The domestic equity market witnessed a lot of pain in the months of September and October 2018 with Sensex falling by 11% from close of August 2018 whereas Midcap and Smallcap Index have fallen by 13.5% and 17.5% respectively.
It is the default by ILFS, which triggered this phase of decline which got further aggravated due to the liquidity crisis faced by NBFC and HFCs leading to heightened volatility. Increasing crude oil prices and rupee depreciation put pressure on stock markets. With new board in place to tackle ILFS situation, liquidity crisis easing out post fulfillment of all rollovers, crude oil price falling by around 25% in the last 10-15 days which has controlled the fall in rupee; it appears that macro factors should be in a bit more control. However, the future market direction will be dictated by oil price movements and election outcomes.
Care PMS strategy:
Market continue to drift lower even in second quarter, only difference this quarter was that, this time, it took few frontline stocks also into its fold which so far, on the contrary, were supporting and raising index, in the midst of unabated fall in small/mid cap stocks since last union budget.
Though, the sentiment continues to remain subdued and nervous for the reasons which you all know. But, for us, the biggest consolation was good results in case of most of our portfolio companies. The good part is that we have good exposure in such sectors/companies.

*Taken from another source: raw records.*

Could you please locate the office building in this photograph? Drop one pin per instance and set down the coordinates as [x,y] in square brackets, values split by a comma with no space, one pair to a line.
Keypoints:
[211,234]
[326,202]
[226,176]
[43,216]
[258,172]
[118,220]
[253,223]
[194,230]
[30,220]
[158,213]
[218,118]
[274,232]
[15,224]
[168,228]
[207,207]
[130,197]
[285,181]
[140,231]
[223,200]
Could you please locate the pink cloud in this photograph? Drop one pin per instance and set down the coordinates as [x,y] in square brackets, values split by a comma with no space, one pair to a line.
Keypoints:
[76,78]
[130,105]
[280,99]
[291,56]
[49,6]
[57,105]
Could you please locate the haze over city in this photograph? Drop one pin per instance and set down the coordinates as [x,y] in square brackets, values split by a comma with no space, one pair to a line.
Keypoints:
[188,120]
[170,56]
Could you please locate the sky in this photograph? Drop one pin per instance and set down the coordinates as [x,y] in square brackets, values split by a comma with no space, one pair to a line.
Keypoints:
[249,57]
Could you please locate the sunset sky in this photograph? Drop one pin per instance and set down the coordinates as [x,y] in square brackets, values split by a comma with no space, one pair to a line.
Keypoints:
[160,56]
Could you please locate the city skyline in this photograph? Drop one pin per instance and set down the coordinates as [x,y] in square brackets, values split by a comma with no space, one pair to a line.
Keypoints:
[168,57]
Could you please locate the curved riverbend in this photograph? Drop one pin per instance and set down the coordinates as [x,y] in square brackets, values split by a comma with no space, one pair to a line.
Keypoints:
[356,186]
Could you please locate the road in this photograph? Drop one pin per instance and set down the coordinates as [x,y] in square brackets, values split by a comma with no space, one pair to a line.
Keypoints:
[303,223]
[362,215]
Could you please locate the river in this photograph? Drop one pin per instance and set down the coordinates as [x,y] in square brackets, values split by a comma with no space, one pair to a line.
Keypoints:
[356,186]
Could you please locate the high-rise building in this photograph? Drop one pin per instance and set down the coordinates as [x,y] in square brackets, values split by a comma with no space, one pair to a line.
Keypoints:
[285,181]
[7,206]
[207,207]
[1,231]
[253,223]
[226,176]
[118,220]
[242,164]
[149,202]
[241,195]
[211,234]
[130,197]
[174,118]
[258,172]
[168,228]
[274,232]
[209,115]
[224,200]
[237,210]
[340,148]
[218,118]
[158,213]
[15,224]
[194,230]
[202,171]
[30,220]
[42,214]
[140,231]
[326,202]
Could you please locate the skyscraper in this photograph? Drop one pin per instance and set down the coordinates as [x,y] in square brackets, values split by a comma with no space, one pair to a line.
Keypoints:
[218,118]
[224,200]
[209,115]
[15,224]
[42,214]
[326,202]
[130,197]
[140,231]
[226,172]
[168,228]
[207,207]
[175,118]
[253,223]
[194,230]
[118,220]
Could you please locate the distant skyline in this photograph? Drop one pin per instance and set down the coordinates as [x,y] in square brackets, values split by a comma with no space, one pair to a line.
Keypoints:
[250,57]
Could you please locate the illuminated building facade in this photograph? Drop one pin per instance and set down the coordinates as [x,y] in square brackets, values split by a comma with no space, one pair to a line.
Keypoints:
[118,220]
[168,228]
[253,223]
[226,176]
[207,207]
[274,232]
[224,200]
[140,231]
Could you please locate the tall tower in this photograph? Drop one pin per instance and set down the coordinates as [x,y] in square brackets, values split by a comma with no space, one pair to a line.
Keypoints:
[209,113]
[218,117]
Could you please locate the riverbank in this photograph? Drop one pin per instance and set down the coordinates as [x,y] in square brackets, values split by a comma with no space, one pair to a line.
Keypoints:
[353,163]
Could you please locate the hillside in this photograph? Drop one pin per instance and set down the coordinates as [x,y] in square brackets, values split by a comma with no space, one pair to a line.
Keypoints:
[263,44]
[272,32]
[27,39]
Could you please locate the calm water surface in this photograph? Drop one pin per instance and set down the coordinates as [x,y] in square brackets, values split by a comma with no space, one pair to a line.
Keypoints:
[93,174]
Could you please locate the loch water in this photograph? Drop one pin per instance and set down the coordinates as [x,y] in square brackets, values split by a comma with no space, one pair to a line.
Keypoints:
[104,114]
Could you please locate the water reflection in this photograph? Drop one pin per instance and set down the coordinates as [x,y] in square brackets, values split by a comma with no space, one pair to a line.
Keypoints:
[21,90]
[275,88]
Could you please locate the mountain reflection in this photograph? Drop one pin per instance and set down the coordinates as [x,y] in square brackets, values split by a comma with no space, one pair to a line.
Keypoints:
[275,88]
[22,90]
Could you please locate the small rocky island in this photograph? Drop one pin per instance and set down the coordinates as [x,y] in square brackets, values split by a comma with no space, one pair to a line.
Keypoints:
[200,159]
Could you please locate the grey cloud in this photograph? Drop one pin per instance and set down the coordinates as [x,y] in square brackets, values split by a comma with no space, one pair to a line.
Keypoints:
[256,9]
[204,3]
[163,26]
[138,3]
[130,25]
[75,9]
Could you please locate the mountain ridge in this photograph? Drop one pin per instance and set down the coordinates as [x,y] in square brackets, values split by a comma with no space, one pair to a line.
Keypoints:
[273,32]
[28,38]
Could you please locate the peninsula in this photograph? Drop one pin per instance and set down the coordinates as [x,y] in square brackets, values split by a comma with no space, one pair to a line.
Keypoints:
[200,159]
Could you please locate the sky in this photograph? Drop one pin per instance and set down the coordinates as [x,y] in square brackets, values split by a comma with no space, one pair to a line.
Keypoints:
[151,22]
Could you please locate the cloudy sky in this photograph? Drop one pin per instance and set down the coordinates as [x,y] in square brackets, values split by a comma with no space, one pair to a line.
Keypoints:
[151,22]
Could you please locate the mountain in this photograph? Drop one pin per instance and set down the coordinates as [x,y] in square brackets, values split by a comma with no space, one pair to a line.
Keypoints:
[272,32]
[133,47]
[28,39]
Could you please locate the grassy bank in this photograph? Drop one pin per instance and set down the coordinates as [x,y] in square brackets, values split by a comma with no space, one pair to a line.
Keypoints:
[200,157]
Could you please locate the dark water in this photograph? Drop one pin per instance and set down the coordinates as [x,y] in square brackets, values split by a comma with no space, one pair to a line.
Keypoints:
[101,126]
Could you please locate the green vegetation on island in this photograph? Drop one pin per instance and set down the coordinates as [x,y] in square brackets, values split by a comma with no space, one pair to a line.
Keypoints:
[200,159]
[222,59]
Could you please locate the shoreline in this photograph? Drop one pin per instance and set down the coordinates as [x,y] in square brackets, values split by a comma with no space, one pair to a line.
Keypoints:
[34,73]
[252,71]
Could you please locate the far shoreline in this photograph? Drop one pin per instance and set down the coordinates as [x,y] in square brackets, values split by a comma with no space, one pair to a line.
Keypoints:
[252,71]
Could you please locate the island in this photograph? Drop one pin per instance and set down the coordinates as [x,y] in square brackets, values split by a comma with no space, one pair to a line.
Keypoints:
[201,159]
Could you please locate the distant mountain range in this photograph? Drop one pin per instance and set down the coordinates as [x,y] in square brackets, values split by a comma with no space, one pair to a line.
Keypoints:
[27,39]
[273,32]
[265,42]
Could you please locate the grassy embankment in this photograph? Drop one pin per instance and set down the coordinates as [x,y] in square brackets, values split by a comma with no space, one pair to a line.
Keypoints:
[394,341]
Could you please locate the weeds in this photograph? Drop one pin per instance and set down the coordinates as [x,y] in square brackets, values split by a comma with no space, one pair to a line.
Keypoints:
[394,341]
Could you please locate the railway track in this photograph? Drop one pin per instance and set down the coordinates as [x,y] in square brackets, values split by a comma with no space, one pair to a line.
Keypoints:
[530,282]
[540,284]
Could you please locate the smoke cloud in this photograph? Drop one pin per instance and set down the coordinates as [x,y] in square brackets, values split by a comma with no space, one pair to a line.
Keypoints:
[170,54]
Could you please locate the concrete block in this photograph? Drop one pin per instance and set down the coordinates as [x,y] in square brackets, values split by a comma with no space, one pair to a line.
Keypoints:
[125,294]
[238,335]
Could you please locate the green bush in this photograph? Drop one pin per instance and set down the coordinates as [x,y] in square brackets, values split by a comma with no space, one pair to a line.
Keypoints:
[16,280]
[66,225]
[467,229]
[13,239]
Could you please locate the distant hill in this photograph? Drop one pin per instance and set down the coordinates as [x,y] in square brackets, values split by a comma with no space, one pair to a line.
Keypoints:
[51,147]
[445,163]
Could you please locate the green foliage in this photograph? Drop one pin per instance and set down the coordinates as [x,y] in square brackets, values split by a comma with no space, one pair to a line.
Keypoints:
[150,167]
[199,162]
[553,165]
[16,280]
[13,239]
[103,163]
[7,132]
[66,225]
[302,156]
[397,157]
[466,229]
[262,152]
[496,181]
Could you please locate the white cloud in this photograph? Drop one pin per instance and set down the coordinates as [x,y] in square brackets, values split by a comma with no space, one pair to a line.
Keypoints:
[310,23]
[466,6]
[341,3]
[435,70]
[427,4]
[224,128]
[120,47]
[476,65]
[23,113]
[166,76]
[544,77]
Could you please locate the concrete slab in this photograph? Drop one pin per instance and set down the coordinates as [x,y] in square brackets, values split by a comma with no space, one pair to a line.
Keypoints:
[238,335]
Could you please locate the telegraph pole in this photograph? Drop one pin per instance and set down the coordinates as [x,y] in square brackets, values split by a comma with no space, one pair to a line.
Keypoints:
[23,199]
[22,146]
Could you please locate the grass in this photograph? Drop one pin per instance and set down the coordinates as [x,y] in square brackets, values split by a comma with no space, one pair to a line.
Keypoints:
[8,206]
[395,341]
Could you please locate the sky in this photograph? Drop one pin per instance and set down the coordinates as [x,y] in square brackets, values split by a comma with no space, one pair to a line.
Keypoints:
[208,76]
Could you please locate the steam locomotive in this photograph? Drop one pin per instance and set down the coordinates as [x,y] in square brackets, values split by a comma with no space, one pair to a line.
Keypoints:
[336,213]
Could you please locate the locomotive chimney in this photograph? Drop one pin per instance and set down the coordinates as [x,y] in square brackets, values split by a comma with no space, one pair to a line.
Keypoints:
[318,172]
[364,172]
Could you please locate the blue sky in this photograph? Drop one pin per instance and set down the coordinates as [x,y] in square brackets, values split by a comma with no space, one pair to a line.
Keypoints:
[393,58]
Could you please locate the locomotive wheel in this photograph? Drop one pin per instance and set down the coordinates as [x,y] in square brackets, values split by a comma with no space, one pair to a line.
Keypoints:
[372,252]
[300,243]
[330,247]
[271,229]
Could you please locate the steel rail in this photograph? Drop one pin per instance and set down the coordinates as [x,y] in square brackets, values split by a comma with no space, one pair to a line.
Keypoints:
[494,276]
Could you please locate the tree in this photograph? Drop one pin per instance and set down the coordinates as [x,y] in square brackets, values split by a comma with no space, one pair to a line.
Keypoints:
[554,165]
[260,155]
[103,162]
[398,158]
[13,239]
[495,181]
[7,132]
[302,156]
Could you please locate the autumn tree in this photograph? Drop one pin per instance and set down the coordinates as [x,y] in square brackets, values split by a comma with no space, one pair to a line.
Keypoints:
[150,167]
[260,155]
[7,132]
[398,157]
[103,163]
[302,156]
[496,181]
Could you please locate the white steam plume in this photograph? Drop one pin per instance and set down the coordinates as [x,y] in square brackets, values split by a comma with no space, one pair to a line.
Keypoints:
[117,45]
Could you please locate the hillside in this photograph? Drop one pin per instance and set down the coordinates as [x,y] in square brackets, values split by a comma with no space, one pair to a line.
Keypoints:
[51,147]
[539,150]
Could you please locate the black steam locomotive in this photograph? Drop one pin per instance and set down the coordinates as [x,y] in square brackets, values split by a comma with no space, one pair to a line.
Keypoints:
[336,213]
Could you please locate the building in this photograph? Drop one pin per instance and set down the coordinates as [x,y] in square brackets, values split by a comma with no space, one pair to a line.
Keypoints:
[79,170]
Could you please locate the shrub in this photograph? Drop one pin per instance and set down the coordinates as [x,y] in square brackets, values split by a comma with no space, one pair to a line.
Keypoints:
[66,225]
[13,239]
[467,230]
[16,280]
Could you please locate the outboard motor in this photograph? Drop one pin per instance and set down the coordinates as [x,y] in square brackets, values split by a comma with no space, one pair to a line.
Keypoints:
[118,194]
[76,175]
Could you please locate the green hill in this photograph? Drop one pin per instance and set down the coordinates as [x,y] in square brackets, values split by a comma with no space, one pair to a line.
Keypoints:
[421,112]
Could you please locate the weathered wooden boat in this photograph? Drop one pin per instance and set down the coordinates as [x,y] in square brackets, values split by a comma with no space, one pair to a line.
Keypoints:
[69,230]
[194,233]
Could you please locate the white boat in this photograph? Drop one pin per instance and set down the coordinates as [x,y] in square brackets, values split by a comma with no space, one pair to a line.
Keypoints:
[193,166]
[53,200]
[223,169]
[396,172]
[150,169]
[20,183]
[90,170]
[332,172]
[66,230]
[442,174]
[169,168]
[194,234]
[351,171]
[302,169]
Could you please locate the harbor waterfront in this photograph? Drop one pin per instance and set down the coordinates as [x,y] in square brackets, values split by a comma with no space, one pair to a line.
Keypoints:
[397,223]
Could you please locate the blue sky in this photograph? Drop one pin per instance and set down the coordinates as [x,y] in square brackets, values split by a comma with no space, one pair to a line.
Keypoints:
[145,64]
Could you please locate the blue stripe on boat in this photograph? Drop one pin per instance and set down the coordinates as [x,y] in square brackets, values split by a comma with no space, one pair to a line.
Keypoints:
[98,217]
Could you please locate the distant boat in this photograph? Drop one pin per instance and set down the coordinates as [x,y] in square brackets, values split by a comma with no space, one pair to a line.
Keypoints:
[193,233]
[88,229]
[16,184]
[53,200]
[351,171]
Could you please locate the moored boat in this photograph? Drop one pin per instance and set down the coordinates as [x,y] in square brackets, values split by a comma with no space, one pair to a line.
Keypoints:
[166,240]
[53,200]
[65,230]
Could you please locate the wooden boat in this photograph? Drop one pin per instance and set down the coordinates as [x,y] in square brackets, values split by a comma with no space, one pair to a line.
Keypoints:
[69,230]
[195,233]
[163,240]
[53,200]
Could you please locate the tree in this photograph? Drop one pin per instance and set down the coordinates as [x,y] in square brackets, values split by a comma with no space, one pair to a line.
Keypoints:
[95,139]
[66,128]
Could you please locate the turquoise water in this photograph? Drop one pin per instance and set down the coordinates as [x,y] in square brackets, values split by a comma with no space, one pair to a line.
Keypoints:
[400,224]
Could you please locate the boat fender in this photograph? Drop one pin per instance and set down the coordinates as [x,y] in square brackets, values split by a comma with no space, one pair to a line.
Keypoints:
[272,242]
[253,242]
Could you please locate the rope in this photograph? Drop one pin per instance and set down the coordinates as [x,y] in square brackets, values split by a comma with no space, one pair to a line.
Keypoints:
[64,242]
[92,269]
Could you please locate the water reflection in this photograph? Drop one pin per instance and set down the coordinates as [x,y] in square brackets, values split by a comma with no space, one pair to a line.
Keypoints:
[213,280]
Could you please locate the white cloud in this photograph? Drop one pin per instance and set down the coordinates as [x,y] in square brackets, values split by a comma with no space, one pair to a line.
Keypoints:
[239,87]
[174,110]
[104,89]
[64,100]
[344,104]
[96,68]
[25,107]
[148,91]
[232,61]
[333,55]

The Paper sector is in best of its time wherein our exposure, all companies put together, is around 25%. Though the market price of these stocks has moved up but still it remains on the lower band of the valuation. The Chemical sector also did quite well wherein we have 15%+ exposure and is likely to do very well in future as well.
The quarterly results season has re-affirmed our confidence on our portfolio companies as well as opened up islands of new opportunities.
We, at Care PMS, believe that the negative factors, both domestic/internal and global/external, though changing, are going to persist in this dynamic world. The market will learn to live under such situations. The advantage in such market is that it facilitates good entry levels which will provide higher safety & better capital protection creating room for higher appreciation. Almost 70% of our portfolio companies which can be considered as underpriced and not recognized, have the highest potential for appreciation.
“Patience sounds boring. But if you realise that patience is nothing
but making time work for you, it gets interesting.